Instantly, the entire culture and identity of this team have changed massively for the better. It’s hard not to like any of the moves that were made yesterday, and for those who argue they were done with more of a focus on “life after LeBron James,” they’re right. If James leaves this summer, they’ll be better suited to plug in X player that they select with the Brooklyn pick and have a young up-and-coming team without having to start all over from rock bottom like they did the first time James bounced in 2010. At the same time though, these moves were also done with the present in mind.
Now don’t get me wrong, this new roster isn’t ready to challenge Golden State in a seven-game NBA Finals series, but getting there is much more attainable than it was two days ago. So is the prospect of convincing James to stay. Remember that both times he chose to leave teams, it came when each franchise reached a dead end. The 2010 Cavs and 2014 Heat both featured aging rosters while lacking tradeable assets and high draft picks to acquire young talent. Following Thursday’s ridiculousness, Altman took that out of the equation. Altman hit reset while the four-time league MVP is still with the team, showing him just how loyal they are to staying competitive and maximizing his remaining years of dominance, should he choose to stay. Genious. That’s something Danny Ferry failed to do during James first stint with the franchise. It’s something even the great Pat Riley didn’t have the foresight to address down in Miami.

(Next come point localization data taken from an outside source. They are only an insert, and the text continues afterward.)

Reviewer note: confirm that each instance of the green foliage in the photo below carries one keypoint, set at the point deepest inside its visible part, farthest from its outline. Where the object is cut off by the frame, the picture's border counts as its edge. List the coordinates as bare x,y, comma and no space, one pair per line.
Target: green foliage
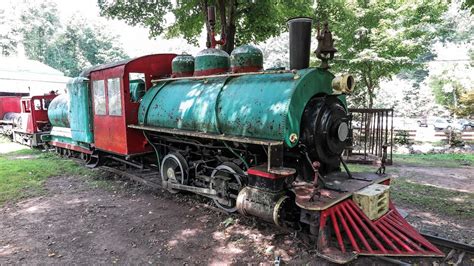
9,36
245,21
38,26
444,201
69,48
23,172
81,45
378,39
454,138
451,93
402,137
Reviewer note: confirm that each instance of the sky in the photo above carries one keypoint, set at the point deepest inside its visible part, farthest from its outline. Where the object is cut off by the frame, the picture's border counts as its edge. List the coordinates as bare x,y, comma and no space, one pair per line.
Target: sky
135,39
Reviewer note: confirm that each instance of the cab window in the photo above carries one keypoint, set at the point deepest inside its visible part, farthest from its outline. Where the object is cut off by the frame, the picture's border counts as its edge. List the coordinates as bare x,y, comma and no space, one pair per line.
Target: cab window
99,97
37,104
114,97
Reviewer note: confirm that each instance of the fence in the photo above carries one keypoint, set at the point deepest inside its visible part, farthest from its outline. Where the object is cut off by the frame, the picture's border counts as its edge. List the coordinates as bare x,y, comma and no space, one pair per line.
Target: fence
370,130
423,135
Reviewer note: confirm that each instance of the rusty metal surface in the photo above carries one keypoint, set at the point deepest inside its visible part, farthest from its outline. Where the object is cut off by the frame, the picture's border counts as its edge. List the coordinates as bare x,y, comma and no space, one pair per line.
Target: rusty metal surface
207,135
337,189
267,106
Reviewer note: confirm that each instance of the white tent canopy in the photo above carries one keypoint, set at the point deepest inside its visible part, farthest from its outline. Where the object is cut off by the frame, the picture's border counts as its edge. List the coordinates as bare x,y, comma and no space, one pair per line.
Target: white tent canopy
21,75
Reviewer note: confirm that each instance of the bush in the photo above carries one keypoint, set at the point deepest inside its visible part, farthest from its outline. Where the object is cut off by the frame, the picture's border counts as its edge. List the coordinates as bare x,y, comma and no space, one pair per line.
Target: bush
454,138
402,137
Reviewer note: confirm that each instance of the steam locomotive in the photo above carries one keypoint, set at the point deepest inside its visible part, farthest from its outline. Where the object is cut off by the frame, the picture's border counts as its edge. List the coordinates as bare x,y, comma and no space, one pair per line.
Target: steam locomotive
265,143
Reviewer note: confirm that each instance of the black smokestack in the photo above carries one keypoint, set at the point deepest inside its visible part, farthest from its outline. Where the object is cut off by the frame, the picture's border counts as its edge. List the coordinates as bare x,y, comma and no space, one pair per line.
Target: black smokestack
300,42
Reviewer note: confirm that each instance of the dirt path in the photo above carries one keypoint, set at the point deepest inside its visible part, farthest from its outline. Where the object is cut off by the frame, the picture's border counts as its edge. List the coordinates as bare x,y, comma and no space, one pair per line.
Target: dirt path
459,179
75,223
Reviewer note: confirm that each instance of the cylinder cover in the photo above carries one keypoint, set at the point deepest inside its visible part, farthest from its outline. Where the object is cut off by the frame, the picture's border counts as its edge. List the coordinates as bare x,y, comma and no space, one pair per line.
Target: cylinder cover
211,61
183,65
246,58
262,204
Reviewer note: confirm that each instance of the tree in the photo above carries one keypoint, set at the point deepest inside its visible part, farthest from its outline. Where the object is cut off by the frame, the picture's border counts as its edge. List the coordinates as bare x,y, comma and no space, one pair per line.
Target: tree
69,48
378,39
242,21
9,35
453,89
81,45
38,26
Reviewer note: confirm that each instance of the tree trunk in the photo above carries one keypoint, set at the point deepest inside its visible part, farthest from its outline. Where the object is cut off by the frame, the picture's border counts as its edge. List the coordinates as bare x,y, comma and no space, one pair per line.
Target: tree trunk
227,20
370,93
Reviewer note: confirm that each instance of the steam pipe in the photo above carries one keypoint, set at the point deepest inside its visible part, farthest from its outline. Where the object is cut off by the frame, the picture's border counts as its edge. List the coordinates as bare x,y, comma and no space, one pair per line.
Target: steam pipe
300,42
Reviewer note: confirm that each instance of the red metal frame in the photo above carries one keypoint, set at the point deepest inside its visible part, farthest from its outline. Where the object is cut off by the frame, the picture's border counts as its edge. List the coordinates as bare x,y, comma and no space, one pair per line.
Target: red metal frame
111,133
70,147
355,233
9,104
259,171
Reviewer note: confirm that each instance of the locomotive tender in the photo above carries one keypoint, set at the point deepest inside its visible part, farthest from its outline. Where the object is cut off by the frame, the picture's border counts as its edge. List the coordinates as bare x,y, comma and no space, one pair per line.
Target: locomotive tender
25,119
266,143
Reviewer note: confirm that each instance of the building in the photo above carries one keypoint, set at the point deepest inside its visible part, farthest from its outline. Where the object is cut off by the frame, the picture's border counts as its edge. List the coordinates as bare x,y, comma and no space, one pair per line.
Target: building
21,76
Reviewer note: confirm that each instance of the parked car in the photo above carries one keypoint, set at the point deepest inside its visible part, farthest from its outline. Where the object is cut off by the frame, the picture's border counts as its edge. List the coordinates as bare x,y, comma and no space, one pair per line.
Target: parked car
463,124
422,122
442,123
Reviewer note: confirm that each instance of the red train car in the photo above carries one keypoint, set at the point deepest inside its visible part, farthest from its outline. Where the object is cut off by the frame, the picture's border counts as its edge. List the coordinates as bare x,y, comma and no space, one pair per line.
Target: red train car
25,119
113,106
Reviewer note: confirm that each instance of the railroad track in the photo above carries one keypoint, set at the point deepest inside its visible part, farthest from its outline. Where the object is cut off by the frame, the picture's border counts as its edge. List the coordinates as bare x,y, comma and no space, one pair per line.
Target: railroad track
455,246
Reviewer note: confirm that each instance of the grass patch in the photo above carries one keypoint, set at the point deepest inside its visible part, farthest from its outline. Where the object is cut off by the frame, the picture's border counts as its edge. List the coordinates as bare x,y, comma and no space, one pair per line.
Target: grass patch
4,139
438,160
23,172
438,200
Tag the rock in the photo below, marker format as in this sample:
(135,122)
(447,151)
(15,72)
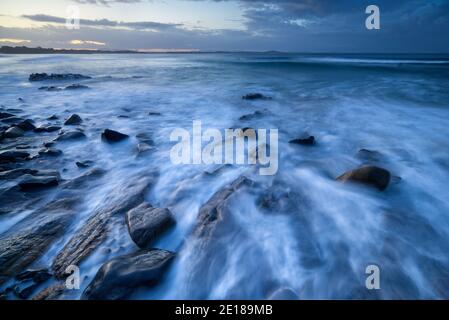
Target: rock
(113,136)
(369,175)
(5,115)
(37,275)
(53,76)
(27,240)
(51,152)
(33,183)
(146,224)
(309,141)
(13,156)
(74,119)
(84,164)
(13,132)
(256,114)
(255,96)
(97,227)
(26,125)
(119,277)
(71,135)
(76,87)
(50,88)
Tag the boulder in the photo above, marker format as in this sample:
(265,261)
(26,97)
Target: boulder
(369,175)
(146,223)
(74,119)
(71,135)
(255,96)
(113,136)
(309,141)
(53,76)
(119,277)
(13,132)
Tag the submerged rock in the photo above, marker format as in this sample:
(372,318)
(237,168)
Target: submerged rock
(74,119)
(113,136)
(369,175)
(309,141)
(71,135)
(146,223)
(54,76)
(119,277)
(255,96)
(13,132)
(97,227)
(28,240)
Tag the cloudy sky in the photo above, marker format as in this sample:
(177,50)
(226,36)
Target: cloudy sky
(256,25)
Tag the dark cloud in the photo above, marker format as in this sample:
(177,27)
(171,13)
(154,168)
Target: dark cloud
(106,23)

And for those who think Cleveland helping the Lakers free up enough cap space for two max players next summer is worrisome, don’t buy the hype. Of course it’s a story, because it’s Los Angeles and when the Lakers are good the association is better off. But LeBron joining the Lakers, even if another star like Paul George tags along, is career suicide for a guy trying to “chase the ghost of Jordan.” Going to the Lakers too early in their development phase would leave a 33-year-old James wasting the remaining prime years of his career with a team not quite ready to win championships. And in a gauntlet of a Western Conference, a squad with James and George or James and some other superstar would be what? Third or fourth best, depending on what happens between the Spurs and Kawhi Leonard. The road to the finals is much more challenging in the west, especially for a young team. LeBron would be better off waiting until 2019 to dart to LA.
Regardless, Altman and the Cavaliers couldn’t worry about aiding the Lakers in their pursuit of James. They had to do what was best for their team both now and in the future. They did that and I’ll say it again: the Cavs are better equipped to win the east this year and retain LeBron this summer than they were before the trade deadline. Plain and simple.
No, this youth movement probably won’t end with the franchise’s second Larry O’Brien Trophy come June, but it’s not as if the Cavs were a championship caliber team prior to these moves. And instead of seeing their championship window slam shut this summer with LeBron’s inevitable departure – because let’s be real, with the way things were trending he was gone– there’s a better chance he stays to keep chasing rings in the less daunting Eastern Conference with Cleveland.
Isaiah Thomas and Jae Crowder are gone, Dwyane Wade is in Miami, the Cavs are fun again and the future of the organization is bright, with or without LeBron. Everything is how it should be.